President Mnangagwa tours a model Pfumvudza plot. (File Picture)

Elita Chikwati Agriculture Reporter

More than 83 percent of the Climate-Proofed Presidential Inputs Scheme popularly known as Pfumvudza beneficiaries have received inputs as the Grain Marketing Board is racing against time to ensure all farmers receive their inputs early.

The Pfumvudza programme is set to benefit 1, 8million households country wide and more than 1, 5 million have received their inputs.

GMB chief executive, Mr Rockie Mutenha said they were working hard to make sure inputs are distributed on time.

“We have a few challenges that may delay us.

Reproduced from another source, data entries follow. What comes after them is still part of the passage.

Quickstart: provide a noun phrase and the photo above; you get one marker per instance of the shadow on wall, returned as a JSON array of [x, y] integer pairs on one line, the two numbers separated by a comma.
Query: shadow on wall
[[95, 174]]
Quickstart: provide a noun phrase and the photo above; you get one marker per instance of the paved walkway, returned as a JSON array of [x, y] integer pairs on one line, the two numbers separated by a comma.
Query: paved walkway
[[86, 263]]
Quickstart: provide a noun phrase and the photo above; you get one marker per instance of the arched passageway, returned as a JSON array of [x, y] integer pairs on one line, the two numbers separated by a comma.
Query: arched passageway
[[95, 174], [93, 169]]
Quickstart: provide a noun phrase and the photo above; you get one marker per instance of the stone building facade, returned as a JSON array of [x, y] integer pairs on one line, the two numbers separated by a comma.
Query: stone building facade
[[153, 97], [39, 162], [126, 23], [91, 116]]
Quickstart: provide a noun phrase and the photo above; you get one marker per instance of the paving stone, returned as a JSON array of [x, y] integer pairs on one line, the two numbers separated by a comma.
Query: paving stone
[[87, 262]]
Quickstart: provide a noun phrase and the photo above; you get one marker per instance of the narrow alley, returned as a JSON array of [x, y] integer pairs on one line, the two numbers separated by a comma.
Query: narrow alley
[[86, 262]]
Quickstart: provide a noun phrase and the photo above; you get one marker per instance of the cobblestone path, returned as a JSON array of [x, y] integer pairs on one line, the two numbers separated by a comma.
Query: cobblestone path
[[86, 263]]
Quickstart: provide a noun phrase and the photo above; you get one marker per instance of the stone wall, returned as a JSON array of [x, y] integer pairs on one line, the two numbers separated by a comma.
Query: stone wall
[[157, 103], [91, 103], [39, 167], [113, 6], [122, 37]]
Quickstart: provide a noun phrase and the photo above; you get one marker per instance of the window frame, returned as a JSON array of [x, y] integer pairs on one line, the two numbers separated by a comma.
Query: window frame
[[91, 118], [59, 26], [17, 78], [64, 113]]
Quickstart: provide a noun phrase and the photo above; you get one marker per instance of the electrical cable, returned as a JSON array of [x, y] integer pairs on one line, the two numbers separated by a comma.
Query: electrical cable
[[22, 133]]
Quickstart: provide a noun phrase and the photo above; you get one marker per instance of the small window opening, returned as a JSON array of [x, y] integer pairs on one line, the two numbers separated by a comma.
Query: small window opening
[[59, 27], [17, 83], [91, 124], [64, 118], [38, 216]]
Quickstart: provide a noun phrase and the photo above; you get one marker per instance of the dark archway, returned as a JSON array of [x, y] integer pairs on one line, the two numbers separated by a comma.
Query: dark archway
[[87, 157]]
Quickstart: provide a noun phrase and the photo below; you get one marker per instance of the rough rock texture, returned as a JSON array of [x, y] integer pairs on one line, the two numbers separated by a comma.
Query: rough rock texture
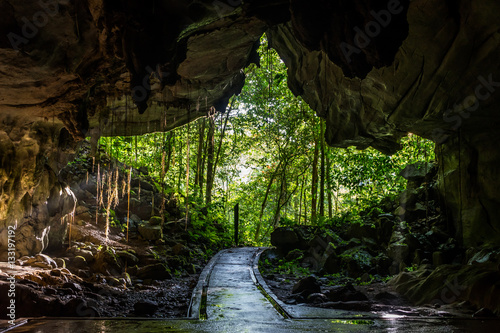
[[374, 70], [469, 185], [32, 197]]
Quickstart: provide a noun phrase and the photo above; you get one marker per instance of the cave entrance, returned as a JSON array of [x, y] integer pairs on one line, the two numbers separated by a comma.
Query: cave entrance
[[267, 152]]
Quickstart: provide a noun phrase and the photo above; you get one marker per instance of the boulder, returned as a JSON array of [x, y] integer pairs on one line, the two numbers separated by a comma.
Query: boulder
[[150, 232], [155, 220], [145, 307], [89, 257], [285, 239], [106, 262], [154, 271], [306, 286], [345, 293], [356, 261], [128, 257]]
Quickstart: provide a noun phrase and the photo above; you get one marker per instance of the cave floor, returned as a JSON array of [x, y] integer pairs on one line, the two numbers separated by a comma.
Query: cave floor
[[231, 296]]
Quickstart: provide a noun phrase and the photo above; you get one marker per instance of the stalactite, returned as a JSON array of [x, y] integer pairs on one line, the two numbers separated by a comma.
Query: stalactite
[[98, 186], [187, 176], [128, 199]]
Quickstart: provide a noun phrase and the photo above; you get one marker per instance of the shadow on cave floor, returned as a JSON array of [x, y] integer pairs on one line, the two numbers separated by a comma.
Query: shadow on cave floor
[[231, 296]]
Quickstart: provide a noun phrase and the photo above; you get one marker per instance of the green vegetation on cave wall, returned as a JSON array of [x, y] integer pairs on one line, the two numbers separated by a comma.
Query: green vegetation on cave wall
[[267, 153]]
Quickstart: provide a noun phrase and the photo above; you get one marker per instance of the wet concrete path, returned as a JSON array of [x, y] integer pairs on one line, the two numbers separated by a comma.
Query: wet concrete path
[[231, 297]]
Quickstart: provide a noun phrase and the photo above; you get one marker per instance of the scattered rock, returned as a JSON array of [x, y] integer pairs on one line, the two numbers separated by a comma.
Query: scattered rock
[[154, 271], [483, 313], [345, 294], [145, 307], [155, 220], [309, 285], [150, 232]]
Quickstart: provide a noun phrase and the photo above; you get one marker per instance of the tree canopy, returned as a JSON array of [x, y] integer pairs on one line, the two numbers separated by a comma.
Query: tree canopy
[[267, 152]]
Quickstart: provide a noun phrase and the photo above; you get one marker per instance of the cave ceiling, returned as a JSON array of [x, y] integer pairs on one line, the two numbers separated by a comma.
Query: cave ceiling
[[375, 70]]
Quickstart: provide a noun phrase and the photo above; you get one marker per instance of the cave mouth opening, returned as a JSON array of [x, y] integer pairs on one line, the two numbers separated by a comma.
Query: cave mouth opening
[[267, 152]]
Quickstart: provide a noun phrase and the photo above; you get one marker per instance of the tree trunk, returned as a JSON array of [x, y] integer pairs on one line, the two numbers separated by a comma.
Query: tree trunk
[[198, 181], [314, 183], [220, 141], [322, 170], [329, 187], [264, 202], [210, 162], [187, 175]]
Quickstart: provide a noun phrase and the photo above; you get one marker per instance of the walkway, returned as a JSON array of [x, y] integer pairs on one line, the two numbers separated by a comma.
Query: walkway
[[231, 297]]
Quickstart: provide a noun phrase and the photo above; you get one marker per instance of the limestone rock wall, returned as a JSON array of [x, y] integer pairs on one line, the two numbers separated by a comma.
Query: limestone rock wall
[[32, 198], [469, 185]]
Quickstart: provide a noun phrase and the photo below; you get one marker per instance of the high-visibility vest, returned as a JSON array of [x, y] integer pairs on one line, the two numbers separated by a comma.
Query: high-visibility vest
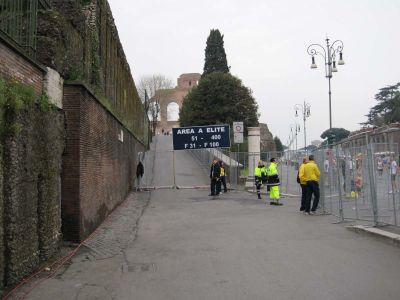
[[259, 171], [222, 171], [272, 169], [311, 172]]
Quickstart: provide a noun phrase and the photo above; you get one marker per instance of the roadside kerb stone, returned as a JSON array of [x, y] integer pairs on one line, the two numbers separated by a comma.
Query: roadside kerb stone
[[386, 236]]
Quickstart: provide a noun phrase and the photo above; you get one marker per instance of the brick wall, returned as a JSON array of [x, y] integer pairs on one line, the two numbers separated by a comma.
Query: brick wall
[[32, 167], [14, 65], [98, 168], [2, 259]]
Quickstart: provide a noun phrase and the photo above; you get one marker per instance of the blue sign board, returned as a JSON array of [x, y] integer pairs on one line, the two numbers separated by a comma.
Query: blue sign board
[[201, 137]]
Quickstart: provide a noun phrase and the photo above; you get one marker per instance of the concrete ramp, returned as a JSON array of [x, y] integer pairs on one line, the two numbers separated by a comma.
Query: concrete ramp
[[175, 168]]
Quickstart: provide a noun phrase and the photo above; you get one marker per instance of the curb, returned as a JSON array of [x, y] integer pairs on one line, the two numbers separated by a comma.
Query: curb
[[383, 235]]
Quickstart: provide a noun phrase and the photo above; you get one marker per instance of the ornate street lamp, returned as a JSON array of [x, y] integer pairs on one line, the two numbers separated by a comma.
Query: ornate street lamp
[[305, 109], [295, 129], [329, 54]]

Inputs are being given to farmers who would have dug holes and some farmers are not yet ready hence cannot be given inputs.


“Suppliers are also overwhelmed as they have to supply Command Agriculture and at the same time supply Pfumvudza, cotton inputs and private retail shops.

“Transporters are limited as they are the same who are also distributing maize for the Department of Social Welfare,” said Mr Mutenha.

Under the Pfumvudza programme, 1 570 823 households have received inputs.  GMB has distributed 11 287 tonnes of maize seed, 1 617 tonnes of soya beans, 1 337 tonnes of traditional grains and 107 tonnes of other crops.

“Farmers have also received 52 908 tonnes of Compound D, 14 095 tonnes of ammonium nitrate and 13 593 tonnes of lime,” he said.

Under the Pfumvudza concept, communal farmers will now be required to practise conservation agriculture, a concept also known as Pfumvudza for them to benefit under the Presidential Inputs Scheme as Government moves in to boost agriculture productivity and ensure food self-sufficiency and surplus.

Pfumvudza is a concept that is aimed at climate proofing agriculture by adopting conservation farming techniques and involves the utilisation of small pieces of land and applying the correct agronomic practices for higher returns.
The concept, which will be applied to maize, traditional grains, and soya beans will also commercialise smallholder agriculture.

So far, most farmers under Pfumvudza have completed their plots each with most completing mulching and fertiliser application.

Zimbabwe Commercial Farmers Union president, Mr Shadreck Makombe said the uptake of Pfumvudza had been encouraging.

“Even some independent institutions who are not getting inputs under the programme have also begun practicing conservation agriculture and have dug out holes,” he said.